Key Experimental Results

Main Results (364 test videos)

Method CSA↑ CRA↑ VSC↑ SQ↑ WCD↓ MSS↑
Qwen3-8B (Caption) 0.137 0.016 0.931 80.0 5.26
Qwen3-8B (Caption+SFT) 0.569 0.030 1.123 59.2 6.82
Qwen2.5-VL-32B 0.665 0.025 0.998 78.3 12.51
GPT-4o + MGSV 0.269 0.078 1.136 83.0 7.75 0.266
AutoCut 0.659 0.107 1.036 84.6 3.02 0.348

Ablation Study

Configuration CSA↑ CRA↑ VSC↑ SQ↑ WCD↓
SFT only 0.478 0.082 1.004 83.2 4.43
emb+full+sft 0.717 0.058 0.967 79.0 4.50
emb+sft (Ours) 0.659 0.107 1.036 84.6 3.02

Key Findings

  • AutoCut achieves substantially higher CRA (clip ordering accuracy) than all baselines (0.107 vs. 0.078), demonstrating that tokenized multimodal representations better capture temporal structure.
  • WCD (script–video temporal consistency) of 3.02 far outperforms GPT-4o's 7.75, reflecting the temporal alignment advantage of joint multimodal modeling.
  • In human evaluation, AutoCut outperforms GPT-4o on all 5 dimensions (88% overall win rate).
  • Adding an extra pretraining stage (emb+full+sft) degrades CRA and SQ, indicating that limited-quality pretraining corpora introduce noise.
  • Significant cost advantage: processing 100 videos costs AutoCut ~\(0.015 vs.
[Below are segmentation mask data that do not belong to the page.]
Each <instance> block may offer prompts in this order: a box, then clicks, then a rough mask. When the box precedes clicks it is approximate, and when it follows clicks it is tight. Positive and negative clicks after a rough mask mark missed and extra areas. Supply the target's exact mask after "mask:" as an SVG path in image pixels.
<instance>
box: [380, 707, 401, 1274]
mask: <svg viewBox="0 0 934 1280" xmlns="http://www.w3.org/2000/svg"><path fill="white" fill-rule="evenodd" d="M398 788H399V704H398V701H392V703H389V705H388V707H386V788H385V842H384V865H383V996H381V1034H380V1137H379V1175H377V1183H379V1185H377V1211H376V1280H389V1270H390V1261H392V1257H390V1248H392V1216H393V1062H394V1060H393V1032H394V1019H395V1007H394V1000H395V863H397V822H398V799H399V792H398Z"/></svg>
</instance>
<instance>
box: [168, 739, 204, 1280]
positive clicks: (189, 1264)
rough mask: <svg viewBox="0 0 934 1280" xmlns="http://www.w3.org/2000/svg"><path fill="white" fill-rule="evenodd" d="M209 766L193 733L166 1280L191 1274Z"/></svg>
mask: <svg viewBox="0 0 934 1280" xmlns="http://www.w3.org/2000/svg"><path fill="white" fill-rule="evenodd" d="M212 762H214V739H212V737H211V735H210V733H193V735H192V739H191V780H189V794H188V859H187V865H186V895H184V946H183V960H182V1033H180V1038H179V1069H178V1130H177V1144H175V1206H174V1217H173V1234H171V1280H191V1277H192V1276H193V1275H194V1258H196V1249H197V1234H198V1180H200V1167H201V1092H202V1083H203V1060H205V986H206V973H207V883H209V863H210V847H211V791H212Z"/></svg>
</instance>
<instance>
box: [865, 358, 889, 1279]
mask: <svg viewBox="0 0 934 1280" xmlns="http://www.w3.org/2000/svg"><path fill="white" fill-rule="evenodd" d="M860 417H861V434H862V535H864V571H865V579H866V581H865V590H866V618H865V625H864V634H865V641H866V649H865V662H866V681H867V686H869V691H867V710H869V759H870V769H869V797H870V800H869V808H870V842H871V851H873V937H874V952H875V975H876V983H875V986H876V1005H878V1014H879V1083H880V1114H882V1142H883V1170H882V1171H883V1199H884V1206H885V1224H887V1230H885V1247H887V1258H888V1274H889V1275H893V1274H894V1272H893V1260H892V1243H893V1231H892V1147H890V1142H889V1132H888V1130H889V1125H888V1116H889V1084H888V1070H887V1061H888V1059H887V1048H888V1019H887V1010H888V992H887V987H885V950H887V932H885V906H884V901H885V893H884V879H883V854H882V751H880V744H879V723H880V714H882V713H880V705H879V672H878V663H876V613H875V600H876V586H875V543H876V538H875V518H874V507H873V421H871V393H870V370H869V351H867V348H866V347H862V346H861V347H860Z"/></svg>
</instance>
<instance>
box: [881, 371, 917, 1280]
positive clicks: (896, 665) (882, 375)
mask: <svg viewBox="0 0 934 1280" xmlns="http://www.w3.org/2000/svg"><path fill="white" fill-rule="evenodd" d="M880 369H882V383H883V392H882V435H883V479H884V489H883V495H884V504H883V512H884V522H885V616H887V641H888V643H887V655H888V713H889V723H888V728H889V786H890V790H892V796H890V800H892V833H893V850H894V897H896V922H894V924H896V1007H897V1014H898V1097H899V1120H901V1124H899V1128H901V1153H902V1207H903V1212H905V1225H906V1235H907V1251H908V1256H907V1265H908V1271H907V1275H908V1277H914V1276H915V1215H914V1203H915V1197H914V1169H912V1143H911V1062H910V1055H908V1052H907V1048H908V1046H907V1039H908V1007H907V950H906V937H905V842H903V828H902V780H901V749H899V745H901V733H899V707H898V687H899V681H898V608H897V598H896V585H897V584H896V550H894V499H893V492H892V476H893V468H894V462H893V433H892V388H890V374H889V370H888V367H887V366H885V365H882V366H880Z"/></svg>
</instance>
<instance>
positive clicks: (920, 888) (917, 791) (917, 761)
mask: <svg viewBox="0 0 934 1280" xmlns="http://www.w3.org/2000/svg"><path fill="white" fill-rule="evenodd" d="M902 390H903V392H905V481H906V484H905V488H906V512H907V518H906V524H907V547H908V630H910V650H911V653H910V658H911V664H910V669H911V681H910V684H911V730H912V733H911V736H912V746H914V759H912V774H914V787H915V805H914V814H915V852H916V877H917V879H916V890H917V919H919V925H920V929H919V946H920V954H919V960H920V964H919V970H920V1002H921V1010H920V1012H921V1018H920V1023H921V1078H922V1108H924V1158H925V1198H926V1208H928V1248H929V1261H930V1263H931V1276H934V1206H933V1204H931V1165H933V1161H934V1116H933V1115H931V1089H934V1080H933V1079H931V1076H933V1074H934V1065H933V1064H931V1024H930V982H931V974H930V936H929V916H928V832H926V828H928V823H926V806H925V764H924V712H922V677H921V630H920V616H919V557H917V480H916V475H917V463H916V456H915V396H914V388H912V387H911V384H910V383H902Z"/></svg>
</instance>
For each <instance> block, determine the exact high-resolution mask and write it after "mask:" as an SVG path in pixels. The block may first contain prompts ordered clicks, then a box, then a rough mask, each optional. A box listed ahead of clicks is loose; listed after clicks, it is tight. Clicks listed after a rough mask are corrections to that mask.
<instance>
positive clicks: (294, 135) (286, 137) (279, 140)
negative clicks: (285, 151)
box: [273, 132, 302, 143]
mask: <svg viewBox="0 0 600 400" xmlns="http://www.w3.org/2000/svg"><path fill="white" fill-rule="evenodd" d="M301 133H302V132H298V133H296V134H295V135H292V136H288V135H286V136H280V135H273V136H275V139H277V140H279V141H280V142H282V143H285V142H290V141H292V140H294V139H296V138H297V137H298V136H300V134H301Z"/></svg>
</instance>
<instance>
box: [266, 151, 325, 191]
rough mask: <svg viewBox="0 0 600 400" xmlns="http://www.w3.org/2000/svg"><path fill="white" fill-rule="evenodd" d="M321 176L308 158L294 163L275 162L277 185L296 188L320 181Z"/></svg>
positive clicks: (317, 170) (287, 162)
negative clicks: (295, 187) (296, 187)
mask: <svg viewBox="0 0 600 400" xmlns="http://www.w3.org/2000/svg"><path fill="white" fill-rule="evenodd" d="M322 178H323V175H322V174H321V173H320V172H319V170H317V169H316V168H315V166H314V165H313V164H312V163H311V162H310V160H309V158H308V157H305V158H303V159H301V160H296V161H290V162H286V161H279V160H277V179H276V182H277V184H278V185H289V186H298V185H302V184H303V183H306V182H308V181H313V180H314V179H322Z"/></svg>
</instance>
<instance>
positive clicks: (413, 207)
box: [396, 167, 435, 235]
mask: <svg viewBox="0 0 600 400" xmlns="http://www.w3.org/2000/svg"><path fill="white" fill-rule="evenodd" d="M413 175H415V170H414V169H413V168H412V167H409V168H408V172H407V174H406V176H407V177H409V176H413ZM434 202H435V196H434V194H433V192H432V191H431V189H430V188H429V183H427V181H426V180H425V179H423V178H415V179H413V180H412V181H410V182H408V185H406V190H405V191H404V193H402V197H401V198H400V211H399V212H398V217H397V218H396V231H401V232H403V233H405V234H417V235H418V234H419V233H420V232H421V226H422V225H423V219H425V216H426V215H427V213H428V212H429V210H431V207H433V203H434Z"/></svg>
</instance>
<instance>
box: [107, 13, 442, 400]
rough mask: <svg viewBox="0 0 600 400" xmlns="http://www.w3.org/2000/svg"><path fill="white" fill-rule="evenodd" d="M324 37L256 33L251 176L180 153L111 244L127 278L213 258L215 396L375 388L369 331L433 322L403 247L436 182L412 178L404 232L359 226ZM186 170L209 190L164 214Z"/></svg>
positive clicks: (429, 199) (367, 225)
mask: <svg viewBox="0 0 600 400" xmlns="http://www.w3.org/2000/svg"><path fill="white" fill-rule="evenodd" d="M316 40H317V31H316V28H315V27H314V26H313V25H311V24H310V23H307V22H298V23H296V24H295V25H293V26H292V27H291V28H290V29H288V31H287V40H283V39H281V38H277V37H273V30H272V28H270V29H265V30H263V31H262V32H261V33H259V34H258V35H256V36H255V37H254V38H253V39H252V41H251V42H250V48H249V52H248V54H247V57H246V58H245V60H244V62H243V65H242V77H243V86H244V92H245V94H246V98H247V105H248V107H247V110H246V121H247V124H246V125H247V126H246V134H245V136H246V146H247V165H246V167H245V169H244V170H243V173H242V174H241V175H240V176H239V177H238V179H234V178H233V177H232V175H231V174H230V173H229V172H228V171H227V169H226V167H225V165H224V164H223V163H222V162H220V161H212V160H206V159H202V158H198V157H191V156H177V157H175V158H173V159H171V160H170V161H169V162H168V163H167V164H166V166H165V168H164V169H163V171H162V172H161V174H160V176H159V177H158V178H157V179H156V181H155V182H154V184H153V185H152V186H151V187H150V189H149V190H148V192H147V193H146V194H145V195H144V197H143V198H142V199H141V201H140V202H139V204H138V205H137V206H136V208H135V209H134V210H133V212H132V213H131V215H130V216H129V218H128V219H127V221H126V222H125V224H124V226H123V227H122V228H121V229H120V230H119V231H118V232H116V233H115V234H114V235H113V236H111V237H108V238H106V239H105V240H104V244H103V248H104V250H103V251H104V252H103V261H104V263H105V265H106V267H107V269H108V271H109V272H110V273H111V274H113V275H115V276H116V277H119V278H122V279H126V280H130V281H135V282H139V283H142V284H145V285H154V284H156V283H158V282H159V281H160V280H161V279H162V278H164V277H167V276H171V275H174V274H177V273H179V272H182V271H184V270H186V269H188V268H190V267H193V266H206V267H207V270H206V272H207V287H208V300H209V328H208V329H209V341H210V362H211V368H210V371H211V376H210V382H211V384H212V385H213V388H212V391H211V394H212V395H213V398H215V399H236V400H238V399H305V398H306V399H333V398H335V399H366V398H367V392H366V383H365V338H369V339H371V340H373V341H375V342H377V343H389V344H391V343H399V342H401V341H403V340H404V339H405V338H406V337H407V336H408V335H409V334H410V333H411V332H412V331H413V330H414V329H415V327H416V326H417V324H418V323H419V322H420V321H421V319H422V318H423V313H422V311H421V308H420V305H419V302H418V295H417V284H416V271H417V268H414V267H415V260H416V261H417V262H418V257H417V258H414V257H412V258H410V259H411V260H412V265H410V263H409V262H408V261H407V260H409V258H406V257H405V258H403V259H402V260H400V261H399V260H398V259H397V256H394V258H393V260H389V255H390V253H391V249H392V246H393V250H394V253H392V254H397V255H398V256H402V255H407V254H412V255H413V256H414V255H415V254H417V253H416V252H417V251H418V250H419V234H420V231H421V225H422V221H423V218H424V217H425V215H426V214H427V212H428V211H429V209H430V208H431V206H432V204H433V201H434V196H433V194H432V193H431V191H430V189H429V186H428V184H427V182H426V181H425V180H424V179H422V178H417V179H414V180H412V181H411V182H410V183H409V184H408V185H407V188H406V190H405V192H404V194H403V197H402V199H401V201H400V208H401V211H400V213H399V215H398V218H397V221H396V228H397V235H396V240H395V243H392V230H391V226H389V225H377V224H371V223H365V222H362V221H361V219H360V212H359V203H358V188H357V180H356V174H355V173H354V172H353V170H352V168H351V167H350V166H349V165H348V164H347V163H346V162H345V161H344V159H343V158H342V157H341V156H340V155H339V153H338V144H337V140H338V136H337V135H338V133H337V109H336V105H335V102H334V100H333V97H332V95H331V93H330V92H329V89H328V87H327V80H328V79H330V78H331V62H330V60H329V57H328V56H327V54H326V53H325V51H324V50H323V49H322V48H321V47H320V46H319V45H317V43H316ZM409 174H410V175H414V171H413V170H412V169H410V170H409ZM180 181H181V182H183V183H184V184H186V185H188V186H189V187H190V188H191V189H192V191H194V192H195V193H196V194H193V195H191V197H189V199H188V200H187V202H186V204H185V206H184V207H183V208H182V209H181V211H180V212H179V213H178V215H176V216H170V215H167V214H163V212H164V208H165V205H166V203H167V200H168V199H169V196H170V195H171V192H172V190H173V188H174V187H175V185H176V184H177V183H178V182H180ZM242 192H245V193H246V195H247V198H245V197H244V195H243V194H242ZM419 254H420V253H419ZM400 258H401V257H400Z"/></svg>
GPT-4o ~\)2.5.

Highlights & Insights

  • "Discretization as unification": By mapping all modalities into a shared token space via RQVAE, the problem reduces elegantly to next-token prediction.
  • The two-stage training strategy (alignment + SFT) outperforms the three-stage variant (alignment + pretraining + SFT), confirming that data quality matters more than data quantity.
  • The dual-track design—low-frame-rate tokens for reasoning and high-frame-rate frames for retrieval—balances efficiency and precision.
  • The inclusion of BGM selection is a notable contribution, as audio selection has long been neglected in video editing research.

Limitations & Future Work

  • Fine-grained synchronization between video motion and audio rhythm remains imperfect, with occasional desynchronization.
  • Control granularity is limited to the clip level; frame-level or emotion-level editing is not supported.
  • Although RQVAE achieves high cosine similarity in reconstruction, the effect of information loss may be amplified in downstream tasks.
  • Evaluation relies on GPT-4o as a judge (VSC, SQ metrics), introducing potential assessment bias.
  • VC-LLM also employs MLLMs for advertisement video generation but relies on multi-resolution spatiotemporal reasoning.
  • MGSV is the only baseline with audio matching capability.
  • Compared to "any-modality" LLMs such as NExT-GPT, AutoCut is more focused on the practical constraints of editing scenarios.
  • The discretization + retrieval paradigm is generalizable to other video creation contexts (short dramas, vlogs, etc.).

Rating

  • Novelty: ⭐⭐⭐⭐ The unified multimodal discretization framework is a novel approach to advertisement editing, though the core components are relatively mature.
  • Experimental Thoroughness: ⭐⭐⭐⭐ Automatic metrics + human evaluation + ablation study, though the test set comprises only 364 videos.
  • Writing Quality: ⭐⭐⭐⭐ The framework is described clearly, but definitions of evaluation metrics are somewhat scattered.
  • Value: ⭐⭐⭐⭐ The work has direct practical value for automated advertisement video production, with a significant cost advantage.